Cette recension d’ouvrage est issue de Politique étrangère (4/2012). Alain Antil propose une analyse de l’ouvrage de Michel Koutouzis et Pascale Perez, Crimes, trafics et réseaux : géopolitique de l’économie parallèle (Paris, Ellipses, 2012, 320 pages).

Michel Kouzoutis et Pascale Perez, spécialistes reconnus des trafics et de la délinquance, signent un ouvrage passionnant sur les évolutions contemporaines du crime transnational. Ils ne sont pas les premiers à l’affirmer mais démontrent de manière extrêmement détaillée et convaincante la convergence de plus en plus claire entre les économies formelle et parallèle. Une convergence qui opère selon plusieurs modalités.

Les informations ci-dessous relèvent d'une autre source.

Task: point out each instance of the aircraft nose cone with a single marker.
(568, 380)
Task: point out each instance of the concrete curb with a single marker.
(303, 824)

D’une part, les trafics imitent les échanges commerciaux classiques dans leur technicité croissante (diversification, sous-traitance, complexification et dilution de la responsabilité notamment par l’utilisation de sociétés écrans, etc.). Ainsi les réseaux ethniques ou familiaux de trafiquants à la tête d’« activités artisanales et diasporiques » sont-ils de plus en plus remplacés par des organisations transnationales intégrées, où opèrent avocats d’affaires, experts-comptables, financiers de haut vol, transitaires, logisticiens performants. Ces organisations pratiquent la polyactivité et de nouveaux métiers apparaissent. Ainsi les mafias italiennes se sont-elles massivement investies depuis quelques décennies dans la délicate question de la gestion des déchets toxiques.
D’autre part, la frontière entre le légal et l’illégal est de plus en plus difficile à tracer. Arrêtons-nous sur la question des déchets. La Camorra et la N’dranghetta sont devenus des opérateurs importants dans ce secteur. Une partie de ces produits sont déversés sur les côtes est-africaines, et particulièrement somaliennes. Il est difficilement imaginable que cette exportation particulière, qui rend finalement un service important à l’État italien, se fasse sans que des autorités ne ferment les yeux sur le chargement de ces déchets dans des vraquiers situés dans les ports italiens, et que ceux-ci soient vidés sur les côtes somaliennes sans que l’important dispositif de surveillance occidental déployé dans la zone ne s’en avise. Il y a donc plusieurs dimensions à cette relation légal-illégal. L’économie légale, en particulier la finance internationale, comme nous l’a récemment montré l’affaire Barclays, s’affranchit de plus en plus régulièrement non seulement de la déontologie, mais aussi simplement de la loi, alors que les organisations criminelles sont souvent impliquées dans des activités légales (non seulement comme couverture ou pour besoin de blanchiment, mais également parce que certaines activités sont très rentables). La deuxième dimension est l’indéniable complémentarité entre ces deux types d’économies. Les auteurs affirment que, depuis la crise de 2008, plusieurs banques sérieuses et honorables ont été sauvées de la faillite en acceptant l’entrée massive de fonds de différentes organisations criminelles.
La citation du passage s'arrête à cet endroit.